Elle résonne dans les luttes de la péninsule. Chant de
manifestation, chant des femmes dans les rizières du Pô, elle est réinterprétée
dans les années 1990 comme une ballade irlandaise par le groupe italien Modena
City Ramblers. Avec cette version, elle séduit par son effet d’entraînement
dans les rassemblements altermondialistes de Gênes et de Florence, au début des
années 2000, et revêt une dimension internationale.
Dans une chanson, les paroles ne sont pas tout. Il
faut une mélodie. En 2006, un quidam, Fausto Giovannardi, flâne dans le
Quartier latin. Il achète pour 2 euros l’album Klezmer Yiddish
Swing Music, enregistré en 1919 à New York par un accordéoniste tzigane,
Mishka Ziganoff. Quelques notes du titre Koilen attirent son
oreille : ce sont
celles de Bella Ciao.

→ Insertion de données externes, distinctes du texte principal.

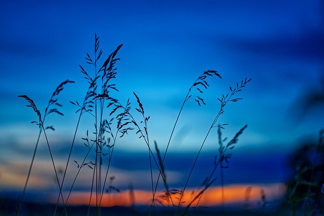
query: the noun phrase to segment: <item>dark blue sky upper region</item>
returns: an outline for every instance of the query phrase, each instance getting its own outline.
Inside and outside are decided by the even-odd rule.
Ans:
[[[95,33],[105,58],[124,44],[115,81],[119,91],[114,95],[125,102],[130,98],[135,104],[136,92],[151,117],[152,141],[156,140],[163,150],[194,80],[208,69],[223,77],[208,80],[210,88],[203,94],[206,105],[199,107],[193,100],[186,104],[171,141],[166,165],[171,171],[186,173],[188,168],[182,166],[192,163],[219,109],[217,98],[246,77],[252,80],[239,92],[244,99],[229,104],[219,120],[229,124],[223,131],[229,138],[248,125],[233,150],[229,183],[284,182],[287,155],[305,137],[316,140],[324,126],[322,101],[310,99],[324,94],[321,1],[2,1],[0,28],[2,173],[8,165],[29,163],[37,134],[37,127],[29,124],[35,115],[17,96],[28,95],[43,111],[57,85],[69,79],[75,83],[60,96],[65,116],[47,120],[56,129],[49,134],[55,156],[64,164],[77,118],[68,101],[81,100],[87,90],[78,65],[91,71],[84,58],[93,53]],[[82,120],[75,158],[83,152],[81,137],[92,129],[91,119]],[[206,158],[217,150],[217,138],[215,130],[199,167],[209,166]],[[146,146],[136,135],[131,133],[119,142],[114,168],[149,169],[144,166]],[[50,166],[45,145],[42,139],[36,158]],[[129,161],[134,159],[138,167]],[[197,170],[193,185],[205,175],[205,170]],[[240,170],[250,174],[237,177]],[[21,187],[3,186],[18,191]]]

Il fait des recherches, confie-t-il au
quotidien la Repubblica en 2008, et découvre, en interrogeant
Rod Hamilton, de la British Library de Londres, que c’est une version de Dus
Zekele Koilen, un chant yiddish – la culture des juifs d’Europe de l’Est –
dont existent deux enregistrements dans les années 1920. Pour résumer : une mélodie juive, jouée par un tzigane, certainement ramenée des États-Unis en Italie par un migrant rentré au pays, entonnée par des résistants,
propulsée sur les cinq continents par le mouvement
altermondialiste. L’air est œcuménique.